In a statement from the Legal Defense Fund, its president and director-counsel, Sherrilyn Ifill, said, “Women like Ms. Walker Huntley inspired generations of women lawyers and philanthropists who came after her. She dedicated her life to service of the vulnerable and forged a path to secure civil rights and greater opportunity for communities of color from the United States to South Africa and Brazil.”
A long-time colleague and friend, Elaine Jones, a former director of the Legal Defense Fund, said that Ms. Huntley was not only a “superb lawyer” but she “was humble, and she cared about people no matter their status. What motivated her was human rights and social justice.” 
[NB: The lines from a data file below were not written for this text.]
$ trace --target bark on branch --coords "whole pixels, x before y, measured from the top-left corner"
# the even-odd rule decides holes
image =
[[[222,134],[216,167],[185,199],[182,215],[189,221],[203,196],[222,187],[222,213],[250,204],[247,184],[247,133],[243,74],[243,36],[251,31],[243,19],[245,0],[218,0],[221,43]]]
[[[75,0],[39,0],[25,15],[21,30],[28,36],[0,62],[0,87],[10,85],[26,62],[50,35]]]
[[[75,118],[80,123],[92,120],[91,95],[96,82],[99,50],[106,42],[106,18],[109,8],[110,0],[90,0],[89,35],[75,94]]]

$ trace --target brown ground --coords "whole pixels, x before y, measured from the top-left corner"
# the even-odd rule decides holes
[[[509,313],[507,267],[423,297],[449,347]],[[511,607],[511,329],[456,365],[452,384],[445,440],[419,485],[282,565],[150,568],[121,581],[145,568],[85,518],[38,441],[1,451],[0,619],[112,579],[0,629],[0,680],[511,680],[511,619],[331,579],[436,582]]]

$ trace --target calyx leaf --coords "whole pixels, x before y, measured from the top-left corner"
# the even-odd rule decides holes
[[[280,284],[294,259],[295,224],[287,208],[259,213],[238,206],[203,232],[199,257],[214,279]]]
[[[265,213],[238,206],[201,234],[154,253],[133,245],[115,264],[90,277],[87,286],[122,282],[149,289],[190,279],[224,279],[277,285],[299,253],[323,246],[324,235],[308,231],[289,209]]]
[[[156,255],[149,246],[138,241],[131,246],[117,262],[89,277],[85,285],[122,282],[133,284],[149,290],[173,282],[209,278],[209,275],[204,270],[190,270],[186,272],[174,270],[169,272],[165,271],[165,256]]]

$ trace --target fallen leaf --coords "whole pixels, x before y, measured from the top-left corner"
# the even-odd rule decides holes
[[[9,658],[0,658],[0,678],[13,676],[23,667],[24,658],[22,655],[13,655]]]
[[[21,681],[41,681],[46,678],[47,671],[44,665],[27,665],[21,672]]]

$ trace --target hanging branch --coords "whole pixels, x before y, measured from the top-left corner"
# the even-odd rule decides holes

Ms. Huntley was a member of the board of several organizations, including the Jessie Ball duPont Fund, whose president, Sherry Magill, noted her “enormous sense of justice and deep concern for those less fortunate. I think that was why she found philanthropy so satisfying. She felt that in some way she was helping to rebalance the scales. She always said that in practicing philanthropy, ‘first and foremost, have humility’.” 
Alicia Philipp, president of the The Community Foundation of Greater Atlanta, said, “We will never forget her incredible brilliance, her quirky sense of humor and her amazing ability to ask the right question. There was never an elephant in the room with Lynn—she always named it and asked the tough questions….”
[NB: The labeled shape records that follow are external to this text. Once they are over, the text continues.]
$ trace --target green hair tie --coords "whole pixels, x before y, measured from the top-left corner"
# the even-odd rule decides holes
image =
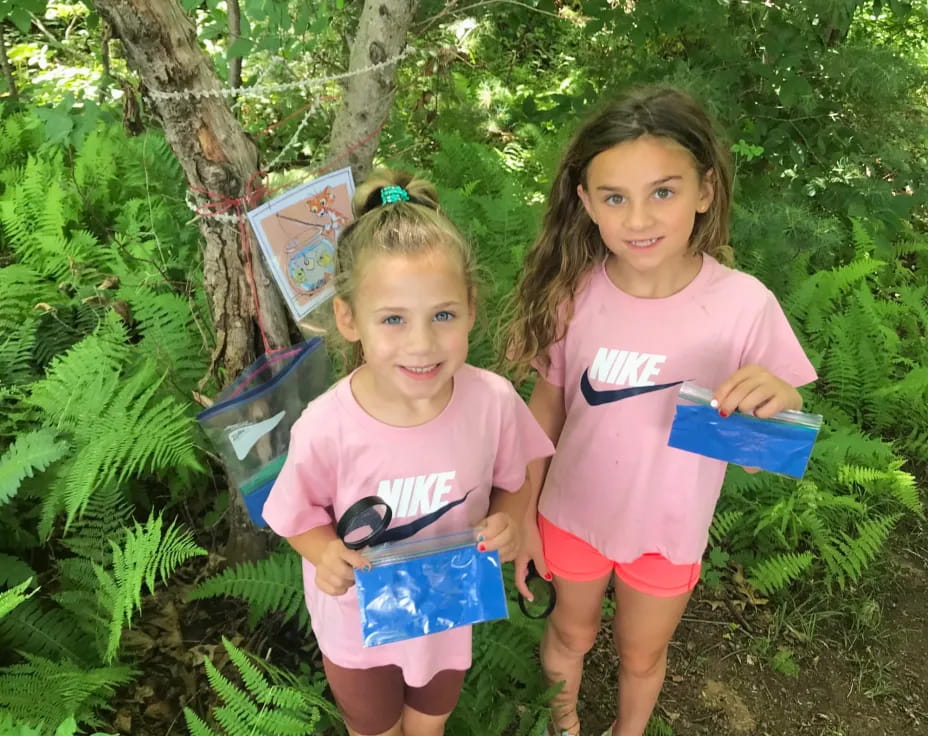
[[[394,202],[408,202],[409,192],[403,187],[389,186],[382,187],[380,190],[380,203],[393,204]]]

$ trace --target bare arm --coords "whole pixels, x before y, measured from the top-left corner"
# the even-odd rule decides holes
[[[348,549],[331,524],[317,526],[287,542],[316,566],[316,587],[329,595],[342,595],[354,585],[355,568],[369,566],[364,556]]]
[[[564,407],[564,389],[548,383],[539,376],[531,398],[528,400],[528,408],[535,417],[535,421],[541,425],[545,434],[548,435],[548,439],[556,447],[561,436],[561,430],[564,428],[564,421],[567,418],[567,410]],[[541,487],[544,485],[550,463],[551,458],[545,457],[532,460],[528,466],[528,497],[525,502],[525,519],[532,524],[535,524],[535,516],[538,513],[538,497],[541,495]]]

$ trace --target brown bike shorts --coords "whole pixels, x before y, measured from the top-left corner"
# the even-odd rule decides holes
[[[389,731],[408,706],[429,716],[454,710],[464,676],[461,670],[442,670],[422,687],[410,687],[396,665],[366,670],[339,667],[322,658],[325,676],[345,723],[355,733],[373,736]]]

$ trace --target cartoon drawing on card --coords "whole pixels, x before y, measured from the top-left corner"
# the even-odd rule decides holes
[[[351,222],[353,196],[354,179],[345,168],[300,184],[248,213],[297,321],[334,293],[335,243]]]

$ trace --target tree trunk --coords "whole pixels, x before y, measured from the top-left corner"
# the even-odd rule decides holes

One of the enduring memories of Ms. Huntley is her sense of humor and broad, frequent laugh. Bradford Smith, president of The Foundation Center, who worked at Ford during Ms. Huntley’s tenure, said, “Lynn was one of those absolutely unique and inspirational leaders who understood that a life dedicated to fighting deeply entrenched injustice needs to be leavened with the ability to laugh out loud.”
David Arnold, now president of the Asia Foundation, remembers that “She had a keen intellect, a profound sense of social justice and an irrepressible wit. I have not seen her in several years, but I will always remember her laugh echoing down the corridors of the 6th floor.”
Michael Seltzer, Distinguished Lecturer at the Baruch School of Public Affairs in New York City, said that “While she embodied the best qualities of a Ford program officer and director, she engendered in all who knew her the deepest admiration and affection. We will always cherish and remember her spirit, candor, humor and wisdom for the rest of our days.”
Her own words form an appropriate backdrop for the many assessments of her motivations and achievements. “We must continue to struggle against racism, sexism and other forms of oppression, not only because it is the right thing to do, although it is,” she said. “We must continue to struggle because to give in and give up is to ensure that all is lost and to betray what we stand for.”
Ms. Huntley is survived by her husband, Walter Huntley; a stepdaughter, Tyeise Huntley Jones, and a brother, Rodney Jones.